That said, as we mentioned there are eSports that are working on changing this. Valorant, a game made by Riot Games who own League of Legends, has a female only competitive division called Game Changers that they give a lot of publicity to help normalize female eSports players. With initiatives like this, it probably won’t be long until eSports is one of the few places where men and women truly compete side by side and against one another in a sport.
3. It’s Not Really One Sport
If eSports is counted as an overall category, it’s going to be the 4th most viewed sport in the world, lagging just behind the massive Formula 1, but this is a common misconception about eSports. eSports isn’t a single frame, and there are very few, if any, eSports fans in the world.
Due to the broad nature of video games there are dozens of different distinct games within eSports that are essentially sports within themselves. For some viewers, eSports means chess-like games like Starcraft 2, for others it means single player games like Fortnite. From shooters to MOBAs (Multiplayer Online Battle Arenas) eSports are as, or more diverse than traditional sports. They are all just competitive games that happen to share the digital space.
This misconception is what can make eSports hard to understand, as someone trying to jump into eSports as a whole is going to have a bad time.

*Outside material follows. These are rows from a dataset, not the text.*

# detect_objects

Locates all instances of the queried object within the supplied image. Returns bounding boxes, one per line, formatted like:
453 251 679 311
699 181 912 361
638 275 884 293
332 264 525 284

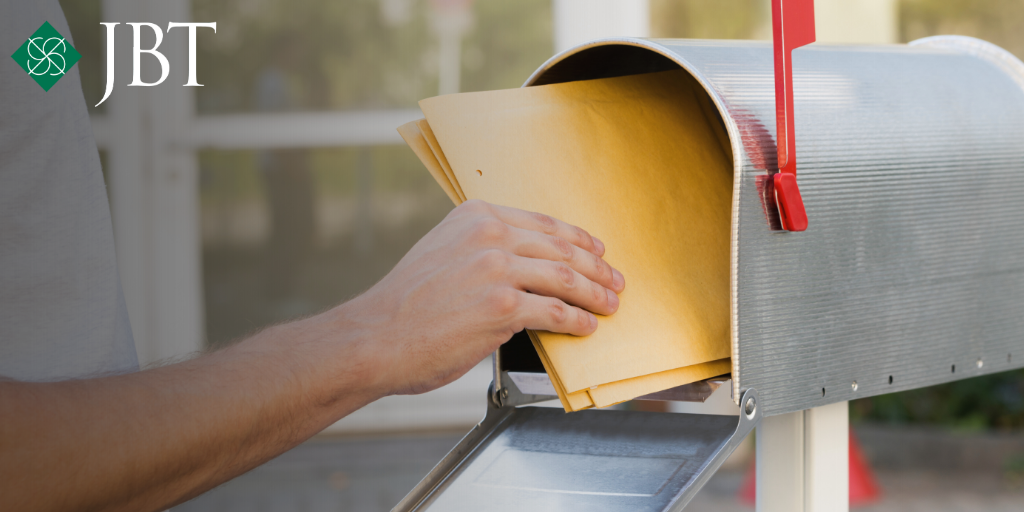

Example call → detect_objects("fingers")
511 256 618 314
519 293 597 336
513 228 626 294
488 199 604 256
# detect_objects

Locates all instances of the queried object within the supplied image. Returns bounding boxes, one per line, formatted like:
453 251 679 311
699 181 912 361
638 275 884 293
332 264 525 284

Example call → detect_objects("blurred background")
61 0 1024 511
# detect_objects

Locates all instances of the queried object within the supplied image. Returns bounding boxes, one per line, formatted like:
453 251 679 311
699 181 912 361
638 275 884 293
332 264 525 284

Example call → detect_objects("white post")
102 0 206 366
431 0 473 94
804 401 850 512
757 401 850 512
146 0 205 360
553 0 650 53
102 0 154 364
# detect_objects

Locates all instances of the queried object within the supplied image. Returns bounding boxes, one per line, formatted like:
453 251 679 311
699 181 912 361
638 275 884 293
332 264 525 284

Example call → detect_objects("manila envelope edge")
416 119 466 201
526 329 594 413
526 330 732 412
420 74 732 393
398 120 462 205
587 357 732 408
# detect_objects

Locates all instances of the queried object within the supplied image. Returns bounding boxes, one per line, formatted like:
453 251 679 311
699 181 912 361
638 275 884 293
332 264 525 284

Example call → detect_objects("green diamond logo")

There are simply too many rules and ideas to learn if you’re trying to understand every game that is happening at once. Instead eSports is often divided into small subsections like Fighting games and Shooters, with fans within those subsections often only watching or following the players in a single game.
Even games that are very similar in playstyle, like League of Legends and DoTA, have fans that rarely watch the other sports, in fact, they often see the other game as a rival!